Today the National Park Service is trending on Twitter thanks to the agency’s Centennial Celebration. As part of the effort to publicize the importance of the National Park system, admission to all National Parks is free August 25-28.
America’s national parks represent a tremendous accomplishment for conservation. Whether they will still represent that 100 years from now is an open question, given the embrace of mass immigration by the same elites that once made preservation of wild open spaces a priority.
The first casualty of our lack of serious immigration policy has been National Parks, National Forests, and National Monuments along our southern border. From the early 2000s on, these federal lands became smuggling routes for a flood tide of drugs and illegal immigrants.
The remote and rugged nature of these areas lend themselves to smuggling operations; and as a result they have become the preferred route for human and drug traffickers seeking a way around tougher border enforcement in California, where sections of a completed border fence made smuggling too difficult.
Ten years ago the Economist noted that smuggling was a serious problem in these ecologically delicate areas:
Rangers must worry not only about rescuing lost hikers and conserving nature, but also about security. Elsewhere in Texas, officials at Padre Island National Seashore, working with the Coast Guard and other agencies, seize about 25,000lb of marijuana each year from incoming boats.
The worst-hit place is Organ Pipe Cactus National Monument in Arizona, which is part of the parks system. In 2002 a young ranger on patrol there was killed by drug dealers.

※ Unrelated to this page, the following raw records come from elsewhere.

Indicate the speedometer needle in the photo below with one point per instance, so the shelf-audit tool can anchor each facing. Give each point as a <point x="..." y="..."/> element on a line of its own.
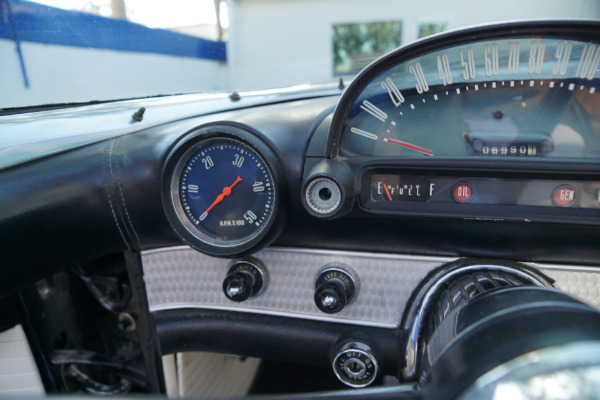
<point x="410" y="146"/>
<point x="226" y="192"/>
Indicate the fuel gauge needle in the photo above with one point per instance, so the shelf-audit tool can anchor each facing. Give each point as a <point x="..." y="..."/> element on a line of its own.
<point x="387" y="192"/>
<point x="422" y="150"/>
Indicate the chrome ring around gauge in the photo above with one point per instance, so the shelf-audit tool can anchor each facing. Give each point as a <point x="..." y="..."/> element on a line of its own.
<point x="219" y="192"/>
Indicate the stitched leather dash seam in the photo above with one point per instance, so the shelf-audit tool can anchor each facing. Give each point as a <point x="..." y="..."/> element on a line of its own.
<point x="105" y="162"/>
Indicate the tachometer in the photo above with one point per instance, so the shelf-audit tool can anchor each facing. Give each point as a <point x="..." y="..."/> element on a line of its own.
<point x="220" y="192"/>
<point x="522" y="90"/>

In 2009, the Center for Immigration Studies publicized the results of putting cameras along smuggling corridors through Coronado National Forest, situated in remote Southeastern Arizona. As a result, Republican members of Congress wrote a letter to the DHS that said in part:
Comprised of wildlife refuges, national parks and national forests, these lands represent some of the most culturally and environmentally sensitive areas in the country. Due to their sparse population, lack of development, and location on the border, these lands often serve as gateways for illegal aliens, smugglers, and possibly terrorists to enter the United States.
Given the magnitude of our underlying concerns, we are writing to request information relating to agreements between DHS and Department of the Interior agencies and the U.S. Forest Service. In particular, we respectfully request information concerning USBP access to lands under the jurisdiction of these agencies, including USBP’s ability to patrol these areas and install important surveillance and communication equipment.

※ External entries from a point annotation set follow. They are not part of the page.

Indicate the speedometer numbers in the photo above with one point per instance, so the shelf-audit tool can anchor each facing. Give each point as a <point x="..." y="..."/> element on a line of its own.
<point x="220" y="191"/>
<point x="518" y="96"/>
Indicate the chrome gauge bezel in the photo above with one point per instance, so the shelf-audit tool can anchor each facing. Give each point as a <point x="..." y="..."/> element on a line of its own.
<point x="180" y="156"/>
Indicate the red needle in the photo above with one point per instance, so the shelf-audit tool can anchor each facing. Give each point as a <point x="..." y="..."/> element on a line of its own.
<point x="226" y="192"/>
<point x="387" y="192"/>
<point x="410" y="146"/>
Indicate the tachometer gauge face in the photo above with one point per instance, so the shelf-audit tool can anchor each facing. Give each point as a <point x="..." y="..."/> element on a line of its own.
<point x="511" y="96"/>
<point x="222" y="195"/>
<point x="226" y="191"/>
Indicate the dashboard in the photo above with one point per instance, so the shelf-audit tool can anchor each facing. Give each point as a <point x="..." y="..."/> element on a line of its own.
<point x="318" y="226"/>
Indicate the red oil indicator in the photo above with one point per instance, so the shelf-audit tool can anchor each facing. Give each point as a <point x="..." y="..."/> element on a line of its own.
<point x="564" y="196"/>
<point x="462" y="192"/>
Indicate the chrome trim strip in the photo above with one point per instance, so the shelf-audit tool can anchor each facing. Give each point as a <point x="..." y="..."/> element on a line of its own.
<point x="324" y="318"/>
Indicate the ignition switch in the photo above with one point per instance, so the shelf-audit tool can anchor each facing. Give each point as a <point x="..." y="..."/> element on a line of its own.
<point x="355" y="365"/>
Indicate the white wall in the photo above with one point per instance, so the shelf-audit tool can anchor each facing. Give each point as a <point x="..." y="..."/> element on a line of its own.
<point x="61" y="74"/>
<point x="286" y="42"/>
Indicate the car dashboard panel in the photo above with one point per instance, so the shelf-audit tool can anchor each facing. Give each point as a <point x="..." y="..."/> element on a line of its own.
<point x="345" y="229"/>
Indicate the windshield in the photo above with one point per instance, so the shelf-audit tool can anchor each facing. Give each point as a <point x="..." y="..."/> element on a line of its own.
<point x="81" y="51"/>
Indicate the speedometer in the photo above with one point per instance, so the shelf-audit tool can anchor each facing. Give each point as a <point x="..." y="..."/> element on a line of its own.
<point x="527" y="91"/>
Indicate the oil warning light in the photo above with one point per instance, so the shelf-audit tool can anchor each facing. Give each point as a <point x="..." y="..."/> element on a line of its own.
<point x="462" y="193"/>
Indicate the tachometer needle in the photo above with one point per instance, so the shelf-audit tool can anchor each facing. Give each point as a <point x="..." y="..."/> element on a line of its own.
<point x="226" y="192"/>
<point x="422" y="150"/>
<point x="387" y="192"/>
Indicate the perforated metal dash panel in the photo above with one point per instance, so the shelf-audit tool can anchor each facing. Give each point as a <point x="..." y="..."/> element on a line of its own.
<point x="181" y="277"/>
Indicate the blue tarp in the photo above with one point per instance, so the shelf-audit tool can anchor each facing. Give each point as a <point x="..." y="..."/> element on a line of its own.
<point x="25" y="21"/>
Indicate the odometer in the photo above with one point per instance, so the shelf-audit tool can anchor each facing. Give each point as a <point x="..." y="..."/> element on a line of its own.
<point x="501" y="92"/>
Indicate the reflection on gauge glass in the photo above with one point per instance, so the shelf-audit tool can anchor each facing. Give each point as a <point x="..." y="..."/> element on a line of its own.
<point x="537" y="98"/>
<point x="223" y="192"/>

The response at the border, in particular the buildup of resources in certain areas of Arizona and New Mexico, shows that given the resources, the border can be secured.
Recent reports from this year indicate that in response to increased Border Patrol presence, parks and wilderness areas are now much safer than they were before.

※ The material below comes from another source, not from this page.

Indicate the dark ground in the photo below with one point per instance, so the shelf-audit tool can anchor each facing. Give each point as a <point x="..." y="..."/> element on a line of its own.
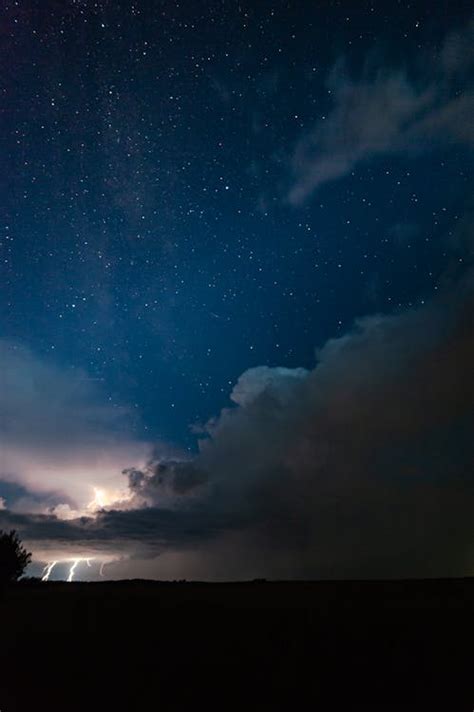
<point x="186" y="646"/>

Caution: “Smuggling and illegal immigration may be encountered in this area.”
Visitors to state and national parks, monuments and memorials in Southern Arizona have undoubtedly seen these signs posted along popular hiking trails. The sites near the Mexico border are great spots to find hiking, bird watching and camping, but also provide the perfect place for undocumented immigrants and drug smugglers to cross into the U.S.
However, visitors are unlikely to see any illegal border activity. One reason: Border Patrol now has an operating base inside the Coronado National Memorial in Sierra Vista, which has led to more officers being assigned to the park to help reduce illegal border activity.
“Visitors don’t often see it because (immigrants) try to avoid established trails and they usually travel by night,” said Christopher Bentley, park ranger at the Coronado National Memorial near Sierra Vista, which is only open during daylight hours.
According to Bentley, safety has improved drastically since 2003, when Coronado was named one of 10 deadliest U.S. parks by the Fraternal Order Police’s park ranger association.
The impact of increased patrols, manpower and fencing in securing these national resources shows that actually enforcing our border protects the environment, contrary to claims by some environmental groups that fencing and patrols would harm these areas.
However, despite increased patrols in high visibility areas like national parks, there has been a consistent diminishment in enforcement in most places along the border that threatens local ecologies and long-term environmental sustainability.